We all love our home; we install a fire alarm system so that our house does not burn. We cherish it like the apple of our eye. We tell our children not to play with matches because we do not want to be burnt alive in hellfire or, in extreme cases, having lost our home and property, we would not like to sleep with our family somewhere under the bridge on a carton sheet.
Now tell me, will you calmly keep looking, or even sleep, seeing the fire, which has broken out in the attic or basement where you live?
The answer is definite - no. Instead, you'll be running around the house in panic, trying to localize the fire and cry, at the top of your voice, calling your neighbors for help or dial the fire brigade with shaking hands and all fluttering.
Well, suppose you manage to locate the fire and firemen arrive. Or, God forbid, your house burns down, and you will find yourself on the street with your family. Even in this situation, you have a way out, that is, you can get some money from the state insurance or the state for the damages caused to you in the accident. However, do you ever think about the universal human home, which is called Earth?
If (god forbid!), it burns down then we have nowhere to run. We have no neighbors in space community or county, which would come to the rescue, rattling with buckets of water. There is no space fire brigade, which would come wailing with sirens, to extinguish the fire that has enveloped the planet, and save us. All around is the cosmic abyss, where it is impossible to live a minute without a space station or a space suit. Moreover, if our home called Earth burns down, there is no insurance company in the whole world that would pay us compensation for damage caused by a fire in a nuclear power station or by nuclear bombs.
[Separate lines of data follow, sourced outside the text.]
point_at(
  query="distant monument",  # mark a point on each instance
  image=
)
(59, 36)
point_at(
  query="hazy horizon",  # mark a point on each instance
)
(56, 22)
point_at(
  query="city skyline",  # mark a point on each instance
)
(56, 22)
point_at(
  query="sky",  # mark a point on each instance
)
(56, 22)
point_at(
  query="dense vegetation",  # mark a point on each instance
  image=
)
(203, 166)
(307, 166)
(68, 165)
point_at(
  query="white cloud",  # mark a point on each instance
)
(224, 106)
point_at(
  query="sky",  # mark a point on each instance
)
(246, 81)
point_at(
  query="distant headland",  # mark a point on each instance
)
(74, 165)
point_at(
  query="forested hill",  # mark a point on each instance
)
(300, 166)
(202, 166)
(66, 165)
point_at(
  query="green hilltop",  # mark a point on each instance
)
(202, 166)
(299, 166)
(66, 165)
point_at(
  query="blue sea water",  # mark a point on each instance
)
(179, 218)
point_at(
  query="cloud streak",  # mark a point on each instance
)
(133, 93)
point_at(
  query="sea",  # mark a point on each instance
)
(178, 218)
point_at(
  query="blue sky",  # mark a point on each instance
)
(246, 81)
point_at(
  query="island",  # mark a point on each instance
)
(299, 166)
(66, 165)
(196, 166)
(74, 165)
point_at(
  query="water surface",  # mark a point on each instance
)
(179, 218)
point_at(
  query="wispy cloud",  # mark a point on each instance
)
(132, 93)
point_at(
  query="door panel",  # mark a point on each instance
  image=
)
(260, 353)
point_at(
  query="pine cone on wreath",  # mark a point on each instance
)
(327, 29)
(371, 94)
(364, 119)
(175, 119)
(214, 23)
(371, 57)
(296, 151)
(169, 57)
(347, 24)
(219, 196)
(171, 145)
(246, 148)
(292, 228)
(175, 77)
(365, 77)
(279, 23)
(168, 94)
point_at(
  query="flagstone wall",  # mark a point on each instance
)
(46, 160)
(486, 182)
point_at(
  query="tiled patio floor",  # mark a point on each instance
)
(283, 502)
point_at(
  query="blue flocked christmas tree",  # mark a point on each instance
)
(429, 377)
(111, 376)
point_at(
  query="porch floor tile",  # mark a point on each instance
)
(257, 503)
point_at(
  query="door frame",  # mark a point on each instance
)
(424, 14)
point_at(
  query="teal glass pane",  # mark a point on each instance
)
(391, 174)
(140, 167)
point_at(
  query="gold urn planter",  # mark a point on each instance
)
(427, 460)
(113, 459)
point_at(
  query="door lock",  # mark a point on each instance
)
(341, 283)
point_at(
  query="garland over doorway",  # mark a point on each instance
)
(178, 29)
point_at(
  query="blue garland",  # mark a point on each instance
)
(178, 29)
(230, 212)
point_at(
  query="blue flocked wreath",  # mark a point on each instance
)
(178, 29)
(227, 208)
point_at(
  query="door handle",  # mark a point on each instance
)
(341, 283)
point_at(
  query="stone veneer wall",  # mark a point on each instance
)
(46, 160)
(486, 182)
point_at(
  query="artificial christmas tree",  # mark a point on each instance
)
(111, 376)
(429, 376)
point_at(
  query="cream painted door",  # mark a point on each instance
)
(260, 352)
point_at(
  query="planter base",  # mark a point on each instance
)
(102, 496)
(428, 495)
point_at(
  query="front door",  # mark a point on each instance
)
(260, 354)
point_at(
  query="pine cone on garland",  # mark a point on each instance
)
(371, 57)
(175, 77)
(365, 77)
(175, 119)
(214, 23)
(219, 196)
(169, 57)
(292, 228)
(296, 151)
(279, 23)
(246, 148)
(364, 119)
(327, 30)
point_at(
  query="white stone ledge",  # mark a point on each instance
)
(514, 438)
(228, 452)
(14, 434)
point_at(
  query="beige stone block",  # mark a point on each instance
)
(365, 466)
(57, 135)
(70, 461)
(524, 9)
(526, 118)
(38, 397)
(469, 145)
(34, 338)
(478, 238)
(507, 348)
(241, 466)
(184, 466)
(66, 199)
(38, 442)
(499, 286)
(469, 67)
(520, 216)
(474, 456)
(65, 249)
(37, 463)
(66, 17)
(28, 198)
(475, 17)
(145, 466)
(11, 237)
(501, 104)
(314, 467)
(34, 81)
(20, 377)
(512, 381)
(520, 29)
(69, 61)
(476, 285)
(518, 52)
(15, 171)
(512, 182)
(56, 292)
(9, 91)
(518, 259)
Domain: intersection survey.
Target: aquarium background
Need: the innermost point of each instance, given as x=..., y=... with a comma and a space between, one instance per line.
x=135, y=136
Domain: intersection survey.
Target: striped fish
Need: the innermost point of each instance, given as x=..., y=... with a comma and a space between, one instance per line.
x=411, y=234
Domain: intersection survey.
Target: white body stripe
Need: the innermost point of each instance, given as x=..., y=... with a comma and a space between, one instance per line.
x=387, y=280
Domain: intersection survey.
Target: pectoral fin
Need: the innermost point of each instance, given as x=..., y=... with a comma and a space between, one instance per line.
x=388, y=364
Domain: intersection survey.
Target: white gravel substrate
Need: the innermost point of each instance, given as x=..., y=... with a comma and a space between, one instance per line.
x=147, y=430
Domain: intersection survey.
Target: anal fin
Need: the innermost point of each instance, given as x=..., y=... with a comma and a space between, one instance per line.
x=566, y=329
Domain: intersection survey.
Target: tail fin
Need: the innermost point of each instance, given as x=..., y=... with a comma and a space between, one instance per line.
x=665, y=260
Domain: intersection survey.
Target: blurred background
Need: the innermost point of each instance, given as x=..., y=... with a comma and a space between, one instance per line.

So we, that is human race, have not only common joy and prosperity, but also common trouble. We have no right to think that the natural disaster, which has fallen on Japan, will not affect us and say, thank God. If you rejoice at other people's misfortune, then it will be like enjoying your own misfortune, which has fallen on your family.
We must help each other in order to prevent the consequences of natural disasters and think about creating a project to save humanity in such difficult situations. Or think about more secure kinds of energy sources, or direct all our efforts on the invention of alternative energy sources.
Now we should beat the drums and shout with all our might to wake up our family who sleep wrapped in white shroud-like bed-sheets; and when they wake up, we will act together, before it is too late, and extinguish the fire smoldering in the attic and basement of our home, called EARTH!